I've been to see Rush 3 times. Once in the early 90s for their Roll the Bones tour, once in 2004 with a pregnant Claire, for their 30th anniversary tour, and then in 2013 for Clockwork Angels, which they played almost in its entirety in a middle set of three, between some of their 80s stuff and the all-time classics at the end. Claire and an 8 year old Cate came with me. It was Cate's first concert, a mammoth three and a half hours long and well past her usual bedtime, so it was a bit overwhelming. But she impressed a couple of fans in front of us when they asked her what her favourites were, and also impressed a fellow football dad, who had just got into them a couple of years ago and was playing Rush in the car on the way to training. "Is that Rush? I've been to see them live."
So my favourite band are retired, rock music is non-existent in the charts, but there are still signs of life. Muse, Foo Fighters and Biffy Clyro are going strong, a duo called Royal Blood have released a couple of great albums, and Twin Atlantic, another Scottish band, have also had some good stuff.

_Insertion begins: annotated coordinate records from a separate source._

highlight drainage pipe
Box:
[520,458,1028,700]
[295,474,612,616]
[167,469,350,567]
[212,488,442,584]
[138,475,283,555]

But then something weird happened.
I was browsing YouTube one day, watching a few music videos, and finished one of the Muse songs. YouTube does this thing where it serves up something similar as a next video, and in this case it was some kids playing Muse's Resistance. They were very young (about 9-14) but did a really good job, and the drummer was amazing. This piqued my interest and I found some more covers they had done, plus a music video for a song they'd written themselves, called XXI Century Blood. It blew me away. These were 3 teenage sisters from Mexico, and they'd managed to write and record an excellent rock song about our reliance on technology and blindness to the real world. Somehow they'd also managed to make it into a Black Mirror style music video. They didn't have a record contract, just internet fans, and an album.
I've been burned before buying an album on the strength of one song, but I listened to a clip of each song on the album on Amazon and they really did sound good. I paid, downloaded and put them on the car's memory stick. Unusually, Claire and Cate both loved the album, and we were now fans of The Warning, a 3-sister band from Monterrey with no record deal who no one has ever heard of.
The first album was great, and a second album was imminent. This was more daring than the first. It was to be a concept album, telling the story of a girl's obsession with her love, which then turned to stalking, kidnap and murder, followed by a descent into madness, split personalities and suicide. Just to build up the stakes they were going to release the 13 songs in 4 chapters, a couple of weeks apart. Now usually when a band record 13 songs on an album they put the best ones at the start and the filler at the end, so as each chapter was released I was waiting for the also-rans. There were none. This album was a complete triumph from start to finish, not a bad song on it. Apart from Clockwork Angels this was my album of the decade, and yet The Warning have yet to even get a mention in the English-speaking music press.
The girls had a tour of North America planned for 2020, and a date in London arranged by thier fans. It all had to be put off for COVID, which was a real blow. But they finally signed up to a record label, they've recorded their third album and we're just waiting to see how they can progress from brilliant.